Altri farmaci utilizzati in caso di epatite B sono la lamivudina, l’adefovir, l’entecavir, la telbivudina, il tenofovir e l’emtricitabina (in caso di confezione HIV).
Epatite B – Vaccino
Da molti anni è disponibile un vaccino in grado di prevenire l’epatite B in modo molto efficace.
Il vaccino attualmente disponibile è costituito da una proteina della superficie del virus che viene sintetizzata attraverso la tecnica del DNA ricombinante.

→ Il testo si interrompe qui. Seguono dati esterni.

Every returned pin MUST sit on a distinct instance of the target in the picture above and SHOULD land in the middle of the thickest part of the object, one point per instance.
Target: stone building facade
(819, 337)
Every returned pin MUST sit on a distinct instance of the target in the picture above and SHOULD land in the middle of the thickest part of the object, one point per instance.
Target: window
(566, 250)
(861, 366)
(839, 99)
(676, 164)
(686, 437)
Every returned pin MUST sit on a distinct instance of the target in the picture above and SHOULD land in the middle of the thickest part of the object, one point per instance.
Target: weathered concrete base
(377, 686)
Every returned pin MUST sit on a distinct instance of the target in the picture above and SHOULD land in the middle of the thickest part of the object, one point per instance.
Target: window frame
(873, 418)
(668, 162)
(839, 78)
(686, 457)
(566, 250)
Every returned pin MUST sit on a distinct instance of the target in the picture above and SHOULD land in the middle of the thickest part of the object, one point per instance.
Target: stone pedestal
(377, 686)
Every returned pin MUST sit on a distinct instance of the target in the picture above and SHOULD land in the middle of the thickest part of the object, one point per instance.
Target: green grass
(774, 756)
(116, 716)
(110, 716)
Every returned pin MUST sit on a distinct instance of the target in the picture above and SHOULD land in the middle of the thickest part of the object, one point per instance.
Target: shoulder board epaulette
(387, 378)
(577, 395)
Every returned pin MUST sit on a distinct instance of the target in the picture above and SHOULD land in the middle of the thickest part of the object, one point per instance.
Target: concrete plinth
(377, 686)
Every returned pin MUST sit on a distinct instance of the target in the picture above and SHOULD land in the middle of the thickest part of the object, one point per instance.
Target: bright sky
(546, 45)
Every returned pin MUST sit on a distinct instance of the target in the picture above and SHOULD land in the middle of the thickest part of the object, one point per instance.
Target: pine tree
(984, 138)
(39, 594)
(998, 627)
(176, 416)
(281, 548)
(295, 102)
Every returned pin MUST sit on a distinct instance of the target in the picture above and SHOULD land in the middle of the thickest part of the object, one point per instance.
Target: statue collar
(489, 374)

Solitamente per la vaccinazione dei nuovi nati si utilizza un vaccino esavalente; tale vaccino è efficace oltre che per l’epatite B, anche per la difterite, il tetano, la pertosse, le infezioni invasive da HIB (Haemophilus influenzae di tipo B) e la poliomielite.
La legge 165/91 rese obbligatoria la vaccinazione contro l’epatite B per tutti i nuovi nati nel primo anno di vita e, per i 12 anni successivi all’entrata in vigore di tale legge, per tutti i bambini di età fino ai 12 anni. Con la fine del 2003 la vaccinazione degli adolescenti si è conclusa e la vaccinazione anti-epatite B rimane obbligatoria soltanto per i neonati.